As go calories, so goes weight. Top: average calories/person/day. Bottom: Percent of overweight or obese adults. (USDA and National Center for Health Statistics, adapted from graph in Nutrition Action Newsletter, July/August 2018.)

And (duh!) we’re fatter. Using the rough-and-ready Body Mass Index (BMI) as a guide, with 25 and up being overweight (30-plus is obese), two-thirds of adults and one third of children in the United States are overweight. Meaning that in most (not all, by any means) we’re unhealthier. On balance, compared to under-25-BMI folks, overweight people are more prone to heart disease, stroke, cancer, type 2 diabetes, impotence, sleep apnea, bone disease, you-name-it. Yes, you can be overweight and metabolically healthy (i.e. not having elevated blood pressure, insulin resistance or LDL cholesterol), but the odds are against it.

So if you want to lose weight, what to do? First, look beyond the averages. Diets don’t work — except tell that to the 10,000 people who have lost, and kept off, an average of 66 pounds since they registered with the National Weight Control Registry, which started collecting data in 1994. Most of them have permanently reduced their calorie intake (mostly by avoiding ultra-processed food), exercise for an hour a day, eat breakfast, watch less than 10 hours of TV a week and weigh regularly.
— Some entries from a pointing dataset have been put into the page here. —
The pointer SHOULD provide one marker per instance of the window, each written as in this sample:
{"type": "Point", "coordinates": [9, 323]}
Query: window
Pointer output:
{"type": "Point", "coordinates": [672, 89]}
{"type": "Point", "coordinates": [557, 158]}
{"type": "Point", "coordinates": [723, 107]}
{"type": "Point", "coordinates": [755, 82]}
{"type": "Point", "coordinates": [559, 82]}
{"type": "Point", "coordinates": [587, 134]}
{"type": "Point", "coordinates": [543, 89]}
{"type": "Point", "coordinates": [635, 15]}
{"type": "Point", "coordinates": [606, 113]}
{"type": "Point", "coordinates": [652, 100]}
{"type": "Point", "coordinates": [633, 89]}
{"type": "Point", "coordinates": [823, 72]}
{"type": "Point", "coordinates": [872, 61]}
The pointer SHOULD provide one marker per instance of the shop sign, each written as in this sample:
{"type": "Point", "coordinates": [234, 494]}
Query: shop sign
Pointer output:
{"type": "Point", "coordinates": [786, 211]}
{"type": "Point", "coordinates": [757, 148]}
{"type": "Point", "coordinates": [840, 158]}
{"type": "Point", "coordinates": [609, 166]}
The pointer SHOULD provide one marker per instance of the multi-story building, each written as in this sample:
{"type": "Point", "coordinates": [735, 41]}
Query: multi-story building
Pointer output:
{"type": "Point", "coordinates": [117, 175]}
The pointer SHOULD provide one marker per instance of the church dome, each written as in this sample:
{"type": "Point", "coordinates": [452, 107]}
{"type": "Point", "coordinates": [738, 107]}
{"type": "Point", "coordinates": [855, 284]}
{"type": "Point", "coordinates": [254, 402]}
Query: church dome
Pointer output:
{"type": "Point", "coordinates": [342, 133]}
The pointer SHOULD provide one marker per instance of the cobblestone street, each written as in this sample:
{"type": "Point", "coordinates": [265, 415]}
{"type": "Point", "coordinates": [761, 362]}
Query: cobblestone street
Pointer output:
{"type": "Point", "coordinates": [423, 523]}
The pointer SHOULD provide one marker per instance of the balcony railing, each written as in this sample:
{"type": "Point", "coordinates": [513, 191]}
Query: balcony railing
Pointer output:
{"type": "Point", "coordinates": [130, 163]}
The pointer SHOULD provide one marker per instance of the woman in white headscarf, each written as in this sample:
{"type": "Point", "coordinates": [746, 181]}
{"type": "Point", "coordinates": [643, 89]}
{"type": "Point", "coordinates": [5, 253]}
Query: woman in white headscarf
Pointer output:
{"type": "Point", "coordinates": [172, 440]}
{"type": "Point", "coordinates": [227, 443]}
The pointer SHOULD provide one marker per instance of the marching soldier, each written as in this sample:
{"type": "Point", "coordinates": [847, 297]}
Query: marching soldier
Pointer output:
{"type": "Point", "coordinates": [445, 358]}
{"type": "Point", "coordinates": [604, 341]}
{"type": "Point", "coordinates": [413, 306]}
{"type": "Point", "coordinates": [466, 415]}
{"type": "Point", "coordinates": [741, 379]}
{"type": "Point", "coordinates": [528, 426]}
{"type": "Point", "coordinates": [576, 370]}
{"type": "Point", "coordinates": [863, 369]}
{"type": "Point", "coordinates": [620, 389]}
More to the point, forget the fad image-over-substance diets. We’re talking life-long (and hopefully long-life) changes here. The trick seems to be in choosing the healthiest diet that you believe can stick to, permanently — which means enjoying it, not begrudging it. And to move, regularly and happily. And to lobby for the government to increase the paltry 4% of agricultural subsidies that go towards fruit and vegetables.